Yes, I am able to hook up to the internet(Hot Zone) in unit 603.  I believe it is from a nearby building.  It is not the Landmark connection. One evening I could not hook up, but the following morning, I was back on.  The security guard said that happens occasionally with hot zone.  I would suggest bringing a small fold up table and setting it up in the bedroom (2 double beds) nearest the entry door.  I could not connect at the dining table or kitchen bar. Landmark has a computer in the office.  It is $2 for a half hour. You can take your laptop to office & hook up, but there is not many chairs in office.
The furniture in unit is not new, but not worn or dirty.  The kitchen cabinets look like they have been replaced and the appliances are in working order.  The drapes are an olive green color and are showing their age, but work well.  There are no ceiling fans.  The bedrooms are somewhat dark and there is not much lighting to read by. I have heard mattresses will be replaced in near future.


----------



## Debbyd57 (Feb 2, 2008)

No, I did not get your email.  I am sorry.  Debby


----------



## Hophop4 (Mar 30, 2008)

Does anyone have any more recent info on the update renovations at Landmark?


----------



## riverdees05 (Mar 30, 2008)

We were there a couple of weeks ago.  The renovations were underway.  They are painting and repairing any thing they find while painting.  Also, doing some work on the walkways and the lobby.  Their target was to be completed by the first week of May, but depending on the weather it would be as late as the week before Memorial Day.  They are also installing wireless and they shoud be finished about the same time.  

The inside work on units - upgrades is being done as time and availability permits.

Parking was limited on the Resort side of the road with signs saying not responsible for construction issues.


----------



## Hophop4 (Mar 30, 2008)

Thanks for the report.

Installing wireless.....do you mean in the units???


----------



## Egret1986 (Jan 27, 2009)

*Hophop4, how were the upgrades coming along when you were there in July?*



Hophop4 said:


> Does anyone have any more recent info on the update renovations at Landmark?



PS, there is a review award available for Landmark right now in the Review Section!

I've never been to the Gulf Coast of Florida.  It's been a hard decision to make because there seems to be a lot of great places all along the coast, but you've got to start somewhere.  Tombo has sold me on the Panhandle area and indicated Landmark would be in his top 3 choices for the Panama City area.  I was able to get a 2BR for 8/1/09.  How were the renovations going when you were there in July?  A review in May indicated they were still ongoing. 

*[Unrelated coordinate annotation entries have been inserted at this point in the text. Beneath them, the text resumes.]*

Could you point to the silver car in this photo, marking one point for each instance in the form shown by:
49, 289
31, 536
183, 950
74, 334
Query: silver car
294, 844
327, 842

Also on a thread you mentioned snorkeling.  Any luck with that?  How about restaurants?  Any place interesting?

Thanks for any updates!


----------



## tombo (Jan 27, 2009)

I stayed in the Landmark on a trade Labor Day week 2008 (I already have a confirmed trade for the Labor Day week 2009), and all of the renovations were finished as far as I could tell. There was no ongoing construction and all units had new balcony rails. All of the master bed room furniture was new and I think some of the den furniture was new too. I am not sure if they are doing anymore renovations to the exterior but the lobby was just starting to be renovated when I was there in September 2008. I think everything but the lobby has been renovated, but you could call the resort to make sure (850) 233-1500 .

Tom


----------



## Hophop4 (Jan 27, 2009)

I think all the renovations should be done.  They were working on the office when we were there in July and the elevators needed new flooring.   Kings beds are in all the units now and wifi. 

Here are my pics:  http://picasaweb.google.com/Hophop8


----------



## Egret1986 (Jan 28, 2009)

*Thanks, both, for the update on the renovations*

I had looked at your pictures earlier, Hophop4.  It looks like a great place and I'm really looking forward to going.


----------



## Happytravels (Feb 8, 2009)

*Sept. 2009*

Also confirmed for this year in Sept.  Can't wait to go!


----------